RODONDI, Le droit de réponse dans les médias, thèse Lausanne
1991, p. 43/44). Elle peut même assumer une fonction réparatrice
(PEDRAZZINI/OBERHOLZER, Grundriss des Personenrechts, 3e éd. 1989,
p. 156). C'est une mise au point en vue de réduire, voire supprimer, le
trouble laissé par un article auprès des destinataires, une atteinte qui
existe toujours et doit être écartée, le cas échéant, le plus rapidement
possible. Ce moyen de défense était déjà admis sous l'ancien droit (ATF
106 II 101 consid. 4, 104 II 2/3, 103 II 166, 100 II 180 consid. 6 et
les arrêts cités).

    Il le fut déjà au titre d'une mesure provisoire destinée à faire cesser
l'atteinte (ATF 107 Ia 277 ss, spéc. p. 282 ss; cf. RSJ 1988 p. 421 No
69 et ZR 1988 p. 26 No 10 et p. 203 No 90). En l'absence d'un droit de
réponse institué par le droit cantonal, l'art. 28 CC autorisait qu'une
rectification immédiate fût ordonnée, lorsque c'est le seul moyen de
limiter le dommage causé par une atteinte vraisemblablement illicite aux
intérêts personnels du lésé (ATF précité p. 283 consid. c/aa; cf. PETER
JÄGGI, Fragen des privatrechtlichen Schutzes der Persönlichkeit,
RDS 1960 p. 255a; MAX KUMMER, Der zivilprozessrechtliche Schutz
des Persönlichkeitsrechtes, RJB 1967 p. 111; HANS MICHAEL RIEMER,
Persönlichkeitsschutz und Presse, in Die Verantwortlichkeit im Recht,
I Zurich 1981, p. 233; PIERRE ENGEL, Protection de la personnalité, 1985,
p. 17).

    Il n'est pas insoutenable de maintenir cette jurisprudence, appuyée
par la doctrine, dans le nouveau droit (cf. BUCHER, loc.cit.).
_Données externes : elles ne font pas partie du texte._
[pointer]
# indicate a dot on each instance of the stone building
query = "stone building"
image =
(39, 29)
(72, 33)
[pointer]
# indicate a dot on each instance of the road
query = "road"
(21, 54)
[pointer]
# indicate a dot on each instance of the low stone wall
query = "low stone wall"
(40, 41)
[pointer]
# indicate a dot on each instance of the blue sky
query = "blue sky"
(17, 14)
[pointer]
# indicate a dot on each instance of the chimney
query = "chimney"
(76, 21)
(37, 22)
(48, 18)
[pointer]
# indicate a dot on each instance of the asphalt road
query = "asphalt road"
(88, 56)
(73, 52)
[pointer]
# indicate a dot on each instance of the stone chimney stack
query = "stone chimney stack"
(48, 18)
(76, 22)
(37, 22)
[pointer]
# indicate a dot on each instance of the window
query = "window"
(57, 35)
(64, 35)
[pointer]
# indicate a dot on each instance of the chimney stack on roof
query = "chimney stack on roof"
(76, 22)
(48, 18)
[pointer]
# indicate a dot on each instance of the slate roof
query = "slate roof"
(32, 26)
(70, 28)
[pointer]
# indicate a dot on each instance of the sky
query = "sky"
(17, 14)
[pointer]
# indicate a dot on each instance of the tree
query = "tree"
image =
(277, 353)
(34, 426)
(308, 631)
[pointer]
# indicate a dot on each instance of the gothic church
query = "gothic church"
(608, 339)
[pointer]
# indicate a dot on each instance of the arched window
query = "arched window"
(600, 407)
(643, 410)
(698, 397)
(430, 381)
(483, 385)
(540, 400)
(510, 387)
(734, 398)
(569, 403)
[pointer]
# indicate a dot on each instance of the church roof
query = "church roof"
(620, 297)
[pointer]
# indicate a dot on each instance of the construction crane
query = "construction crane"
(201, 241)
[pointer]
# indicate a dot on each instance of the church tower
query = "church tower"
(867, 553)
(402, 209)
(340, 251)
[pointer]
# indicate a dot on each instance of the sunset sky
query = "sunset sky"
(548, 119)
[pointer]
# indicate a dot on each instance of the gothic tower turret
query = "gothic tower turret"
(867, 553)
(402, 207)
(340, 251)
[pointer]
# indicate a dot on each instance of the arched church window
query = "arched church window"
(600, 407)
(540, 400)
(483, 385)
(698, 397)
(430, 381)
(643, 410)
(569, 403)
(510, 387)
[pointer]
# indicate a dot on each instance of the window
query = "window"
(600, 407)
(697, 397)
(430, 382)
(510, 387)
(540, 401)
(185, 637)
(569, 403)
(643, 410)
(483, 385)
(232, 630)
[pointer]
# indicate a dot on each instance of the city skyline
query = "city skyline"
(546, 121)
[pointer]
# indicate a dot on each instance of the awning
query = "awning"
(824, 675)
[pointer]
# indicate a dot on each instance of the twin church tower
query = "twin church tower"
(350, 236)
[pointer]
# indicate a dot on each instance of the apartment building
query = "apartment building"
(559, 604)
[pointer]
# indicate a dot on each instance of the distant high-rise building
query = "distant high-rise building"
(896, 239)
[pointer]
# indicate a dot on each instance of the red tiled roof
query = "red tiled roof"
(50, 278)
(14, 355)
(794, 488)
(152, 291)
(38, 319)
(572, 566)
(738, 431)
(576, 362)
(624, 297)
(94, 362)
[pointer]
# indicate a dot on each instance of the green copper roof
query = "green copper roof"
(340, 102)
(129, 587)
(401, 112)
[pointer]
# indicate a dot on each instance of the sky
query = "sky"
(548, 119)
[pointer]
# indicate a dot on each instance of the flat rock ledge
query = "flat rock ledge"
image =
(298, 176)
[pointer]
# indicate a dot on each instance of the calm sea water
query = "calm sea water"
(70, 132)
En effet,
les art. 28a al. 1 et 28c al. 2 usent des mêmes termes: faire cesser
l'atteinte qui subsiste, et la seconde disposition contient une énumération
non exhaustive des mesures à prendre.

    Pour la même raison de texte, jointe à l'interprétation de
l'art. 28a al. 2 CC, l'on ne saurait taxer d'arbitraire l'opinion des
juridictions cantonales qui ont admis l'applicabilité de l'art. 28c al. 3
CC à la demande de rectification par voie de mesures provisionnelles
(cf. TERCIER, op.cit., p. 155 No 1151, p. 157 No 1167, p. 175 Nos 1294
et 1298; DESCHENAUX/STEINAUER, op.cit., p. 177 No 681: si le droit
de réponse n'est pas donné, parce qu'il ne s'agit pas seulement de
faits; BUCHER, loc.cit.). Il n'est certes pas incompréhensible que l'on
veuille restreindre l'application de la disposition en jeu au stade de
la recherche des informations, puis de leur diffusion. Si la note 1151
de TERCIER n'est pas parfaitement claire, car l'auteur évoque aussi la
cessation de l'atteinte et rappelle la relation rectification/droit
de réponse, il est assez manifeste que le message du Conseil fédéral
entendait surtout éviter la censure judiciaire (FF 1982 II 690/691).
Mais s'il existe un doute, voire une interprétation préférable contre
le texte apparemment large de la loi, celle des juridictions vaudoises
n'en devient pas pour autant arbitraire (cf. ATF 117 Ia 106 consid. b,
122 consid. 1b, 139 consid. c et les arrêts cités). Au demeurant, la
cour de céans a constaté que, dans la genèse de la révision de la loi,
on a admis tant la voie des mesures provisionnelles que l'application de
l'art. 28c al. 3 CC (ATF 117 II 117/118).